|Architecture

MCP Server Hosting: Hosted vs Self-Hosted vs Local

Compare managed, self-hosted, and local MCP server hosting across security, cost, credentials, deployment, maintenance, and team access.

Andrei
Founder of datamcp

The short answer

There are three practical MCP server hosting models: a local server on the user's machine, a remote server your team self-hosts, and a managed hosted service operated by a provider.

Choose a local MCP server when one trusted user needs a narrow capability on one machine, local execution is valuable, and that user can safely manage the runtime and credentials.

Choose a hosted MCP server when multiple users or AI clients need the same capability, access must work beyond one laptop, or authentication, updates, monitoring, revocation, and availability need a clear operational owner.

Neither model is automatically more secure or less expensive.

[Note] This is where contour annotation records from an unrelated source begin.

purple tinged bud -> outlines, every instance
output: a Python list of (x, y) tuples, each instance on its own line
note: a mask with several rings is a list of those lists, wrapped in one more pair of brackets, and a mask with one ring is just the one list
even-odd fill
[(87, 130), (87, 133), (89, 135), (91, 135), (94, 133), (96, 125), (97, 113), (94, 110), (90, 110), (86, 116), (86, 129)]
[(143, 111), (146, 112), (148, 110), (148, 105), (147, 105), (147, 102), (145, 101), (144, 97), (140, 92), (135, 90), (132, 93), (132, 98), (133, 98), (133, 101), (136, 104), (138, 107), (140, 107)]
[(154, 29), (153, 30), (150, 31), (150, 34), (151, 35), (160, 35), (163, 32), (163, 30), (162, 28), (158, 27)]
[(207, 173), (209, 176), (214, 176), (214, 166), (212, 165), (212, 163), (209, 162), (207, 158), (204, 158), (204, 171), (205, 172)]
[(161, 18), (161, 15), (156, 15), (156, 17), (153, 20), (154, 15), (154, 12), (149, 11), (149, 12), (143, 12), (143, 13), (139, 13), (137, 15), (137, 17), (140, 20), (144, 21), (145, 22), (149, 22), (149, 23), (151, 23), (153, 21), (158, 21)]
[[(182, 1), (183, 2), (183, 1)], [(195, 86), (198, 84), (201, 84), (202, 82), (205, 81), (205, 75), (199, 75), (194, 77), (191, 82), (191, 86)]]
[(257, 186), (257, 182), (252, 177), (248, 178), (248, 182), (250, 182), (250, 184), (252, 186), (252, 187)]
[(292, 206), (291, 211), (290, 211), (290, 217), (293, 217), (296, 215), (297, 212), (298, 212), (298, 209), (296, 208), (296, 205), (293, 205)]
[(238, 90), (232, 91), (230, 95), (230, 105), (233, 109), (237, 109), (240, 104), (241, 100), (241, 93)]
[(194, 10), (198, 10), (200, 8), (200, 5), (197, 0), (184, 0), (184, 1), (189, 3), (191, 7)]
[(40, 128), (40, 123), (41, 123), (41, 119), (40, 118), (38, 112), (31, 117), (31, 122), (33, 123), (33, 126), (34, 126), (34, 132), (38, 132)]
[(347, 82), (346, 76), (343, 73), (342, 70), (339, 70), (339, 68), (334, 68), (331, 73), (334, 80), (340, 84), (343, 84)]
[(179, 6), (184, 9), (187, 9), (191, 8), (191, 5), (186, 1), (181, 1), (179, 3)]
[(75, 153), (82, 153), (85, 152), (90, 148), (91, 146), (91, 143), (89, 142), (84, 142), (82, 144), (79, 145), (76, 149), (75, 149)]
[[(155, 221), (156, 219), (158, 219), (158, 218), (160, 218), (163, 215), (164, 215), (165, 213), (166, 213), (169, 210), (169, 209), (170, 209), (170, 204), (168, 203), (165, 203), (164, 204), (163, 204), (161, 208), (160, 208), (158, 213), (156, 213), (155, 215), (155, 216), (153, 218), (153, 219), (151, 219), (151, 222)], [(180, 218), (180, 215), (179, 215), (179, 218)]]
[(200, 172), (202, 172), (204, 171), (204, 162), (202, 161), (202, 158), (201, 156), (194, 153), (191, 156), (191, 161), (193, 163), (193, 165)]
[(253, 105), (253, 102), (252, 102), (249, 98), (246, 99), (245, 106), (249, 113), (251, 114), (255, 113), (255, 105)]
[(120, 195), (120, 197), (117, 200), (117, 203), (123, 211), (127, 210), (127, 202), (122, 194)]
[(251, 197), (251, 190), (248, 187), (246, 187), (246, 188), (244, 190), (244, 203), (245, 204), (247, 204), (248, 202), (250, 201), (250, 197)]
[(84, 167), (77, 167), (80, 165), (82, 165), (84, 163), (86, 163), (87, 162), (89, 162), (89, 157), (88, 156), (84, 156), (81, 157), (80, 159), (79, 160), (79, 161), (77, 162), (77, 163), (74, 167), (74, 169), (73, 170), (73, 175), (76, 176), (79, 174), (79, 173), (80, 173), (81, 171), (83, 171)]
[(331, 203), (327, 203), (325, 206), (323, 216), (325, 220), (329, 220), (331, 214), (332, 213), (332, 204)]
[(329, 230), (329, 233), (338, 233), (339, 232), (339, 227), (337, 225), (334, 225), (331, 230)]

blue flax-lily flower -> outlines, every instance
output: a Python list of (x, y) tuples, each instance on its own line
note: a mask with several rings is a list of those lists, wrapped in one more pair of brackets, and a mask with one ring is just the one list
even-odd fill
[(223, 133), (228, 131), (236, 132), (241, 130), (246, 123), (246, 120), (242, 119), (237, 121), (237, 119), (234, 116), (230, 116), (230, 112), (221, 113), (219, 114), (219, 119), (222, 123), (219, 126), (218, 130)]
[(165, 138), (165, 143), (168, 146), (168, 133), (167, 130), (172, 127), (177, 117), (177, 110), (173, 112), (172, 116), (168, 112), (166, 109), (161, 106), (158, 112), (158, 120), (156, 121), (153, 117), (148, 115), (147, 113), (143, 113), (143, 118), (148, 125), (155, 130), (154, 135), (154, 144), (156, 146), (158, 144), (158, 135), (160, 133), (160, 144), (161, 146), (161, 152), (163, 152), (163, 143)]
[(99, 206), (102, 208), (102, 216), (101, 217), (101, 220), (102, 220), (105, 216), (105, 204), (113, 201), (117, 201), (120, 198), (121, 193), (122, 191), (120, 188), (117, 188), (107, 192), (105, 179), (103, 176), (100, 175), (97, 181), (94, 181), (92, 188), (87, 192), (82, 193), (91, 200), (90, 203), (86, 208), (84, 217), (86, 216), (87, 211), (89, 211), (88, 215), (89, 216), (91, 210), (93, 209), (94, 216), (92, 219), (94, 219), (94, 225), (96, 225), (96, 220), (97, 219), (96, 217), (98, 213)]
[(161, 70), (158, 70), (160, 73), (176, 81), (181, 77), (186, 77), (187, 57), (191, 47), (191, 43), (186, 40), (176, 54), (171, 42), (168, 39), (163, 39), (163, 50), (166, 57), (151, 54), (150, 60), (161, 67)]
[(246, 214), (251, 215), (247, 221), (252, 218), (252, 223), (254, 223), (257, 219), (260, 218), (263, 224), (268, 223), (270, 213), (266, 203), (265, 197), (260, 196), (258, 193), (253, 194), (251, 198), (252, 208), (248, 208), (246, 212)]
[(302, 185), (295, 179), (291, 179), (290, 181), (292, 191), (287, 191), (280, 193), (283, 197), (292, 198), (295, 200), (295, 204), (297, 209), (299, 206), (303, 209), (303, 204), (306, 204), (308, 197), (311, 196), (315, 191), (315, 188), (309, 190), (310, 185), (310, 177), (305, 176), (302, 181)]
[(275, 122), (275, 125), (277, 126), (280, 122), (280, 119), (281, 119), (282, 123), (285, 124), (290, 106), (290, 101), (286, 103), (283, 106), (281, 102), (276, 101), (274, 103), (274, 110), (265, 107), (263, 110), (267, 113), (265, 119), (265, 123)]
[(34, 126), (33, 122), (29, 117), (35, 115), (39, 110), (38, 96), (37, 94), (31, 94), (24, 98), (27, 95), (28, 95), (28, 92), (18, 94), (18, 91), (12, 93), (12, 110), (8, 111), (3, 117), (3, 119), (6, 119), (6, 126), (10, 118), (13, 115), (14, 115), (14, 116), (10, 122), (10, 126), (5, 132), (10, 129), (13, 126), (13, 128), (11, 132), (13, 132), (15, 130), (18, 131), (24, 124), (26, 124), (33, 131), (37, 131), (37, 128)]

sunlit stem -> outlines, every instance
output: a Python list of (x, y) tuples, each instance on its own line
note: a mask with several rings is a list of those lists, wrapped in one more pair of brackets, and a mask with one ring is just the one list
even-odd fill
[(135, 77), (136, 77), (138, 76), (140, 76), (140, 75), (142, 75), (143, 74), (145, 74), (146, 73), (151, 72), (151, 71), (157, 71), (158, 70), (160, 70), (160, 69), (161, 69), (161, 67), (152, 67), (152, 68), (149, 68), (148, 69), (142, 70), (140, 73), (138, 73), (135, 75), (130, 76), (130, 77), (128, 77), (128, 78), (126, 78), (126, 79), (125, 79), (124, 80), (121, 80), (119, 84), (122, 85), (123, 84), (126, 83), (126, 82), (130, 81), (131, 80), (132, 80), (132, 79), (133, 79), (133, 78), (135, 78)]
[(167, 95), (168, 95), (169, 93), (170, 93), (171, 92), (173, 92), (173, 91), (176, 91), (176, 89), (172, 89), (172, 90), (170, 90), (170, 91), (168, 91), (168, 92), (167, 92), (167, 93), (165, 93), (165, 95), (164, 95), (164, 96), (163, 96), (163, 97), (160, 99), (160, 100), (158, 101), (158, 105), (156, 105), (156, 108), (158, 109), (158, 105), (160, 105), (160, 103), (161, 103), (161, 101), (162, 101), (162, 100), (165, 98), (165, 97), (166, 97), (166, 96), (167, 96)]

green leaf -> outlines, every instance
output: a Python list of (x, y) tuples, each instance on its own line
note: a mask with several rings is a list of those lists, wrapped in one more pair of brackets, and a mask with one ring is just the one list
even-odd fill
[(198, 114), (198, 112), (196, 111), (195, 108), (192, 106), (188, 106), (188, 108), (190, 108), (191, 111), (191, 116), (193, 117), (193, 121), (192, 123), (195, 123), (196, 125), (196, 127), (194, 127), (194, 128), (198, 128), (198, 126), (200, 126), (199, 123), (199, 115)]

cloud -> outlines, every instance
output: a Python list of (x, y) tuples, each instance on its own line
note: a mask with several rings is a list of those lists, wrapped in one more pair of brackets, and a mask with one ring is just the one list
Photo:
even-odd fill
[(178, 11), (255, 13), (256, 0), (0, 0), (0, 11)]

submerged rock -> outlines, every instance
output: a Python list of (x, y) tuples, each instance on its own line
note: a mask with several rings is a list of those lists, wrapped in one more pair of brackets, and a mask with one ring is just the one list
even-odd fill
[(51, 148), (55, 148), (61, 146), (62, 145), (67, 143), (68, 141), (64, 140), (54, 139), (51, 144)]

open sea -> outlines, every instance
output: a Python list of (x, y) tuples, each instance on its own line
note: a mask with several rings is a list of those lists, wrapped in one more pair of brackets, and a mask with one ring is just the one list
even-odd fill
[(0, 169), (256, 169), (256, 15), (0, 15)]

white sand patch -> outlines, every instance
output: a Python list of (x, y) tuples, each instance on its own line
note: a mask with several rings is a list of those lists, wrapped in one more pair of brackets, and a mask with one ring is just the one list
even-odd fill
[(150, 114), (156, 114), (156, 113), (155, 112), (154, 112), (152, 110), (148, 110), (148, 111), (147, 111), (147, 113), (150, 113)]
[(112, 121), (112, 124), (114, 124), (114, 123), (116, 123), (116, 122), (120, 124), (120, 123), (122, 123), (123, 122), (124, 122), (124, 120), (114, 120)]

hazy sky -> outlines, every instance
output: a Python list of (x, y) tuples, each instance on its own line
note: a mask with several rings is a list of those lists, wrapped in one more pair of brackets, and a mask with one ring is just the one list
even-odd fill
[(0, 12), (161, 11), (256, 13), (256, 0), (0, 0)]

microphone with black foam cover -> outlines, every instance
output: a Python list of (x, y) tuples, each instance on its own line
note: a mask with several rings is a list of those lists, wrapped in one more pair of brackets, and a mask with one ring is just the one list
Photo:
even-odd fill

A local server reduces the remote network surface, but it executes code with access to the user's machine and often stores backend credentials locally. A hosted server keeps runtime and backend credentials off developer machines, but introduces an internet-facing service, an operator trust boundary, and ongoing hosting responsibilities.

The right comparison is not “free local package versus paid cloud URL.” It is who operates the server, where secrets live, which failures matter, and how many people must use it.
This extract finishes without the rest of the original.